The alien leviathan carved a deep scar through the mountainside; a deep, smoking trench that marked its terrible arrival. The ship eventually came to rest in a large valley, surrounded by hills, mountains and moorland. It dominated the majestic landscape like a newly arrived city.
The dark disk-dome had not burst into flames, nor had it broken up. The City Destroyer was as intact as it had been while in flight. Indeed, many of the ship's lights still burned bright in the evening gloom. Further away, the lights burned through the moorland mist like a vast supernatural phenomenon.

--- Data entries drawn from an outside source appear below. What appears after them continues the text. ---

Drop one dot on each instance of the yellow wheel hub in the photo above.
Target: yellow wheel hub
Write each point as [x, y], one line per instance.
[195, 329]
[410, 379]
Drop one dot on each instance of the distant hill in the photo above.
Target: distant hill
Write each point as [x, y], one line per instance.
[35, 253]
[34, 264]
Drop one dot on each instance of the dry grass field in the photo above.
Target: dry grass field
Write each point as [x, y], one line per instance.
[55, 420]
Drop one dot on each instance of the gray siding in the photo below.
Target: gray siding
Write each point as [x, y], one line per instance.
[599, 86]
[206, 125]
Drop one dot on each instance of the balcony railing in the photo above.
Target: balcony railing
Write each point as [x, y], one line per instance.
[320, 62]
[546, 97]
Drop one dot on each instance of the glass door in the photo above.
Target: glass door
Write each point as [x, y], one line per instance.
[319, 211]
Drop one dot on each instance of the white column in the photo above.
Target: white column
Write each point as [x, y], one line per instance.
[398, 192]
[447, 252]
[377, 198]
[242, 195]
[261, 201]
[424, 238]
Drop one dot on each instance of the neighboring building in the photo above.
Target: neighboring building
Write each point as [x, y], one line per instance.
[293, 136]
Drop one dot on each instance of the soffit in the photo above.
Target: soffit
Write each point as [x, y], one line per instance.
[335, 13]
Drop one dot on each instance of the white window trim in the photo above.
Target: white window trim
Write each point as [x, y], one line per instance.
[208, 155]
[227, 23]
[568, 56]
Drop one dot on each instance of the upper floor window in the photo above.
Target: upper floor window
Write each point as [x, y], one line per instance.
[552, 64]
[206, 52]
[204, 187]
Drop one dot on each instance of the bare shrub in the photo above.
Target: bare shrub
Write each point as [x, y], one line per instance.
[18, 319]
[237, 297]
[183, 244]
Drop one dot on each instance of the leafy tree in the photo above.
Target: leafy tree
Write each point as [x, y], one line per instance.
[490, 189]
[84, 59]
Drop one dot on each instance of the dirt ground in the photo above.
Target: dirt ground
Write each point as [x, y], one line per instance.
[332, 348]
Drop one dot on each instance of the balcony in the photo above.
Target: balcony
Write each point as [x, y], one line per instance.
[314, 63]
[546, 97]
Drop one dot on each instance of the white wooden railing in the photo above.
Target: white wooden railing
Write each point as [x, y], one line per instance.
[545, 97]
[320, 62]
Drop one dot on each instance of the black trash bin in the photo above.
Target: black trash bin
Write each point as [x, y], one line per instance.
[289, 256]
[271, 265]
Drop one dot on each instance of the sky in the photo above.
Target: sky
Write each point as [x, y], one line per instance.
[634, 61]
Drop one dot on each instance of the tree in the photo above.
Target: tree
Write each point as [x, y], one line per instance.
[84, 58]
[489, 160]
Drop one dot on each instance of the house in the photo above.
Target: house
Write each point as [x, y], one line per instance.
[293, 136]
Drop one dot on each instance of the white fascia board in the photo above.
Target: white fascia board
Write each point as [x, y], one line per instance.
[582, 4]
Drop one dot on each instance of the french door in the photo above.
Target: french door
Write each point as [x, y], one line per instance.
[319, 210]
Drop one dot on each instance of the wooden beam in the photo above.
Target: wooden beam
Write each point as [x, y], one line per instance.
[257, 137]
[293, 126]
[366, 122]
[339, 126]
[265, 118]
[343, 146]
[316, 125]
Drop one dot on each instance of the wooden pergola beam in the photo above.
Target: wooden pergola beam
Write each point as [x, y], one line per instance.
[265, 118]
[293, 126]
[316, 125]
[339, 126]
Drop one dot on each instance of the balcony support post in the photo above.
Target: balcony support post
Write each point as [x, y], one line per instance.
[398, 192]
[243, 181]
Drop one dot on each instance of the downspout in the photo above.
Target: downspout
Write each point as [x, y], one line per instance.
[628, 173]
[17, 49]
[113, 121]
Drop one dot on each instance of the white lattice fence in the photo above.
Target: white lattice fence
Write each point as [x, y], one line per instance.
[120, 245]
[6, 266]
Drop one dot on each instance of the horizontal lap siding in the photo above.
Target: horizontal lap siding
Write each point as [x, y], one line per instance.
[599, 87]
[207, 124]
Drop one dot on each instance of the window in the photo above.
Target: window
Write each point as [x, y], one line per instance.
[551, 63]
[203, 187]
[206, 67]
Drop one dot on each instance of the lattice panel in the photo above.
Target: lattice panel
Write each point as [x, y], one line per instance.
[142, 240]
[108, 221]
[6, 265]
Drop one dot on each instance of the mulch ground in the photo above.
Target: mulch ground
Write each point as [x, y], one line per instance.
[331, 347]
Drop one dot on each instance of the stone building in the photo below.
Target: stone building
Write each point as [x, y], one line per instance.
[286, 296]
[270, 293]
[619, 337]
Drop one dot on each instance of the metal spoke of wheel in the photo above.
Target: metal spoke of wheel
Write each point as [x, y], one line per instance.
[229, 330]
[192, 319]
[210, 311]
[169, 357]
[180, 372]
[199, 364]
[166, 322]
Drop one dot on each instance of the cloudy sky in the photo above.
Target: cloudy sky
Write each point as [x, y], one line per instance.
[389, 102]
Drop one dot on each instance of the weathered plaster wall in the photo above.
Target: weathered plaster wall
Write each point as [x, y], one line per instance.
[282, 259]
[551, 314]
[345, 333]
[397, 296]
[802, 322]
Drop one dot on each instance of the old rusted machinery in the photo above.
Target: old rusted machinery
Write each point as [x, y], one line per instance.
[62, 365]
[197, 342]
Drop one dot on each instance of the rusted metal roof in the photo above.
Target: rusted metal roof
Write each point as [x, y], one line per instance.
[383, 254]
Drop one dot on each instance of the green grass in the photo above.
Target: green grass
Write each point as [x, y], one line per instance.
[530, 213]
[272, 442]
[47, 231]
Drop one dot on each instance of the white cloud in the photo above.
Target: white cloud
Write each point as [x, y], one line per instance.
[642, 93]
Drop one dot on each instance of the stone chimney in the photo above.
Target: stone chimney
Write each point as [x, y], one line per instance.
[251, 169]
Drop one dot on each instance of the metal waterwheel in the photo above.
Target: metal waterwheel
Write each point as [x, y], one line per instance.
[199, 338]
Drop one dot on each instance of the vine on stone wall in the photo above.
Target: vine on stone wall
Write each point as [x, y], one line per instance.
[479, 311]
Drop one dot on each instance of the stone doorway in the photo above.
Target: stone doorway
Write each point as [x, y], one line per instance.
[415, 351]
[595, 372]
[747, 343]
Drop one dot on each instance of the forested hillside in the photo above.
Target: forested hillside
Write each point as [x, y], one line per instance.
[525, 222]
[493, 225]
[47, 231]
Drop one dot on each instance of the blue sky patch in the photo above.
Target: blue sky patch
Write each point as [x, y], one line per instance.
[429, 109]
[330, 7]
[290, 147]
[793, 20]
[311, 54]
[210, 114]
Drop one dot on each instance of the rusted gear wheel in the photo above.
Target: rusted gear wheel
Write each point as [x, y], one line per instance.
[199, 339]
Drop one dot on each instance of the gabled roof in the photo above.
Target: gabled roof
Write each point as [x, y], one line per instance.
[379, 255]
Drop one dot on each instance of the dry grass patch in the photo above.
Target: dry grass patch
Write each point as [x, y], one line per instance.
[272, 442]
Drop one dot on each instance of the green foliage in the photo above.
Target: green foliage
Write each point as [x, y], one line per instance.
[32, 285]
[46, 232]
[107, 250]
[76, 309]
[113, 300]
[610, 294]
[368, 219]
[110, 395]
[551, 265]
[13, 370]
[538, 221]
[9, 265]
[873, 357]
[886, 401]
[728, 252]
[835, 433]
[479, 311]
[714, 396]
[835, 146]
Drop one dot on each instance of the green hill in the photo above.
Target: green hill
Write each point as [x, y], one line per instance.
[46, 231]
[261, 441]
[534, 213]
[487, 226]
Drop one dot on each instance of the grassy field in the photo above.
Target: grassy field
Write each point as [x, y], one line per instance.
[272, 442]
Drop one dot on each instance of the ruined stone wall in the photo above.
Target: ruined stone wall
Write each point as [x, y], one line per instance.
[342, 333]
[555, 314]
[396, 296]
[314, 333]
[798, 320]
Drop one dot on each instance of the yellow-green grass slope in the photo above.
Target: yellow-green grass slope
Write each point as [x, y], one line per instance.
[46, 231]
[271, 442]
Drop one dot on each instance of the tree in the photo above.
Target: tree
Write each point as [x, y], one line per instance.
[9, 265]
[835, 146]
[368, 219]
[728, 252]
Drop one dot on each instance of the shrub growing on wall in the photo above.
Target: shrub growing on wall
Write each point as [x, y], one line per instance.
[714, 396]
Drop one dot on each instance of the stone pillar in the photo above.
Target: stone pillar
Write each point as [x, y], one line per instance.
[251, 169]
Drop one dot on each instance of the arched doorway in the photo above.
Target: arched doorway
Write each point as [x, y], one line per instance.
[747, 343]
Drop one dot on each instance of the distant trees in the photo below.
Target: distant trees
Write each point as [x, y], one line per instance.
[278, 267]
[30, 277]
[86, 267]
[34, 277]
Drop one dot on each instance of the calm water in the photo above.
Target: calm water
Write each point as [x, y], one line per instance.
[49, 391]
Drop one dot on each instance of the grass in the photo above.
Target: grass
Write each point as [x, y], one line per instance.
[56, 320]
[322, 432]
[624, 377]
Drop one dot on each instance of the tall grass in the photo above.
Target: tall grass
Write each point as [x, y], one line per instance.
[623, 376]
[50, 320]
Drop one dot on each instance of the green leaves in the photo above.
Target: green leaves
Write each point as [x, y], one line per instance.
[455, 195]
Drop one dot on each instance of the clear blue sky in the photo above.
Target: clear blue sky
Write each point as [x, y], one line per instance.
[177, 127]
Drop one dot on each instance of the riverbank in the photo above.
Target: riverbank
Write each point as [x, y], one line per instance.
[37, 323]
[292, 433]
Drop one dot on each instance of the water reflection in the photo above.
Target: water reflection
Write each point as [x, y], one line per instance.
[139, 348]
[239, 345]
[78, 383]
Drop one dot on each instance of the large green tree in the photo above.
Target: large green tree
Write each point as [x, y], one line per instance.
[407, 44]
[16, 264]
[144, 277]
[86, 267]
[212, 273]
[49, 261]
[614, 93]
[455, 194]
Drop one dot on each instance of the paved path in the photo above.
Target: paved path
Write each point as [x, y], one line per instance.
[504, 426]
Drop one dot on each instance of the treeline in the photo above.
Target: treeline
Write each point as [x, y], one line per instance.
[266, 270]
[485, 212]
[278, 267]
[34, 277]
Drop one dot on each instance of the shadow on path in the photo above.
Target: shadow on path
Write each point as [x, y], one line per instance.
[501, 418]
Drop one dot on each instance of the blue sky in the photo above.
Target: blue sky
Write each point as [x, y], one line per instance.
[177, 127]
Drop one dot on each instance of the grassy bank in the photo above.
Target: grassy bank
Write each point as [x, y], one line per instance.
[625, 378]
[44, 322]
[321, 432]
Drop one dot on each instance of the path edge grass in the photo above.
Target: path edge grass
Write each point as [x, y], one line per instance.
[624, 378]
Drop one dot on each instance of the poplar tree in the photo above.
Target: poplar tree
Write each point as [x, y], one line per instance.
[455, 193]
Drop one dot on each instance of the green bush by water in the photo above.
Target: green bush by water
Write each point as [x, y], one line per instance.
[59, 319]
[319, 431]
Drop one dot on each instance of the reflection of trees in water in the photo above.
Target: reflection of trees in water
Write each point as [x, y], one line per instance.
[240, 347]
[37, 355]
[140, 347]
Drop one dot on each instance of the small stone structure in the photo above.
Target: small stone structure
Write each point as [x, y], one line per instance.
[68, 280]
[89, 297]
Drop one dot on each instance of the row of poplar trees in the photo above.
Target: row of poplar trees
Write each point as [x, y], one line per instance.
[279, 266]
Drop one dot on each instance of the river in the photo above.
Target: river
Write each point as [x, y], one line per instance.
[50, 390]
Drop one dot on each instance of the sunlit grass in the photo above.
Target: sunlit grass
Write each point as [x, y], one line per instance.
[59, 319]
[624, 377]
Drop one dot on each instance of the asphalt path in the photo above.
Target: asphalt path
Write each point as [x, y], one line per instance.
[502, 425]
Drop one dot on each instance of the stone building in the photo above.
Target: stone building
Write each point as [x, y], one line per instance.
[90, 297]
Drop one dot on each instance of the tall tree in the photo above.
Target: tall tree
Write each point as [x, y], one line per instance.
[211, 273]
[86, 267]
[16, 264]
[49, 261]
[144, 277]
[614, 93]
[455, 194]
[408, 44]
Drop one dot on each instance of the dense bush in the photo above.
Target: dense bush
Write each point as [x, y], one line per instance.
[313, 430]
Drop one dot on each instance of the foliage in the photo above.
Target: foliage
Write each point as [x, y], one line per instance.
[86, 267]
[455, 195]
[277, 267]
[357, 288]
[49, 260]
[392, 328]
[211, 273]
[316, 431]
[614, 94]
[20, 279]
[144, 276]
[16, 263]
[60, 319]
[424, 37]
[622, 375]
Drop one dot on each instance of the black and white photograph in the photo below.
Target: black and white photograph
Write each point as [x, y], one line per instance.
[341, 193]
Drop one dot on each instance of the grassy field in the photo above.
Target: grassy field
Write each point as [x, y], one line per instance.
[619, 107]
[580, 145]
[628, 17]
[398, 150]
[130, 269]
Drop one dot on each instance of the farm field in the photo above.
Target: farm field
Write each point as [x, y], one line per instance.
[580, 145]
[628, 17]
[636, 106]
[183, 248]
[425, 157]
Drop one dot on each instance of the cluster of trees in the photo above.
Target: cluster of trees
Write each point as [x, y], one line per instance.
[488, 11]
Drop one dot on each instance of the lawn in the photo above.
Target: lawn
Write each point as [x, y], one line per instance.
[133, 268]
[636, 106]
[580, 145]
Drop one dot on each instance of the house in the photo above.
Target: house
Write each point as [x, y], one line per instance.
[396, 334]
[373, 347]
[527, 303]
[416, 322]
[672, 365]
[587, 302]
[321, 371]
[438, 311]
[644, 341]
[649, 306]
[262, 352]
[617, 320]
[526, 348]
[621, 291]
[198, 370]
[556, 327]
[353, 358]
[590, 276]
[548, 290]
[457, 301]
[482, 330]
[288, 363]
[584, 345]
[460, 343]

Only a handful of stone cottages were scattered around the landscape – their residents would be the only human witnesses to the landing. Upon seeing the crashed ship, lit up in the mist-shrouded valley, these people would flee from the area in terror – though not all would flee in time.
After the ship came to rest, the Navigator performed a status check. Though casualties had been suffered from the crash-landing, the bulk of its brood had survived. Good. It was enough to continue this campaign. There was no question of launching aerial forces now – this would be ground war from now on. The Swarm was more than capable on that front as well.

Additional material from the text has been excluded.